2. From the origin host to cetus.example.org as user perseus.
3. Through scylla.example.org to host charybdis.example.org as user medea.

Attempts to use this key to authenticate to other hosts will be refused by the agent because they weren't explicitly listed, as would an attempt to authenticate through scylla.example.org to cetus.example.org because the path was not permitted. Likewise, trying to authenticate as any other user then perseus to cetus.example.org or medea to charybdis.example.org would fail because the destination users are not permitted.

More complicated paths can be specified, but each hop needs to be listed in its own -h option. So a multi-hop path might look something like:

    $ ssh-add -h "HostA" \
              -h "HostA>HostB" \
    	      -h "HostB>HostC" \
              key-file

The new feature requires updates to the client-side tools, but also needs updated SSH servers on the remote systems. The agent protocol needed to change to incorporate the server host key in the authentication requests, so older SSH servers will not be able to participate in the new scheme. The feature will "fail safe" if ssh-add or the SSH server do not support the agent restrictions; ssh-add will fail if it does not understand the destination constraints and the agent will decline authentication requests that are not sent with the host key.

There are some caveats. The biggest is that attackers can still hijack the agent connection so they can request authentication to hosts (and users) that have been authorized, but from different hosts than expected:

Less obviously, they will also be able to forward use of the agent to other hosts, e.g. by using an SSH implementation that doesn’t cooperate with ssh-agent, or another tool entirely, such as socat. Note that the attacker isn’t gaining any new access to keys here, they are still forced to act via the compromised host and their access is still restricted to the keys that were permitted for use though the intended host only.

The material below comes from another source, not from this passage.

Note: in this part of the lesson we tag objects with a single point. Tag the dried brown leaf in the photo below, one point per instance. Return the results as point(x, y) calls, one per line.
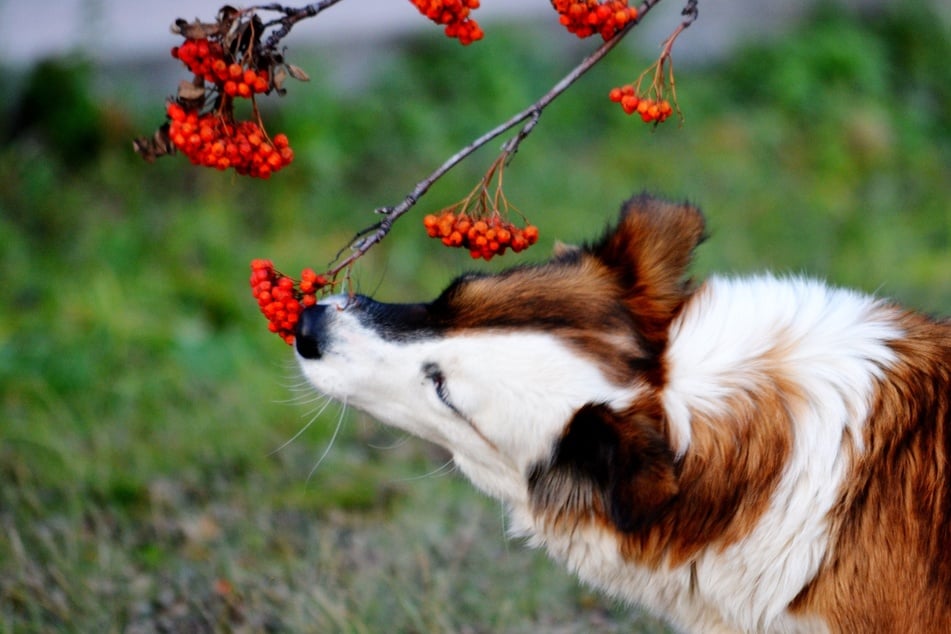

[...] Because of these subtleties, it’s better to think of key constraints as permitting use of a key through a given host rather than as from a particular host, and, more generally, that any forwarding path is only as strong as its weakest link. Another helpful way to think about key constraints is that each one represents a delegation of a key to a host, that is only slightly more trustworthy than the delegate is.

Overall, this seems like a welcome addition to the SSH toolbox; the restrictions provided will be useful. It is nice to know that agent forwarding will no longer provide carte blanche access to any host where the key will work. The document describing the feature is admirably detailed, with a look at the implementation details, plans for the future, and more. Interested readers are encouraged to take a look.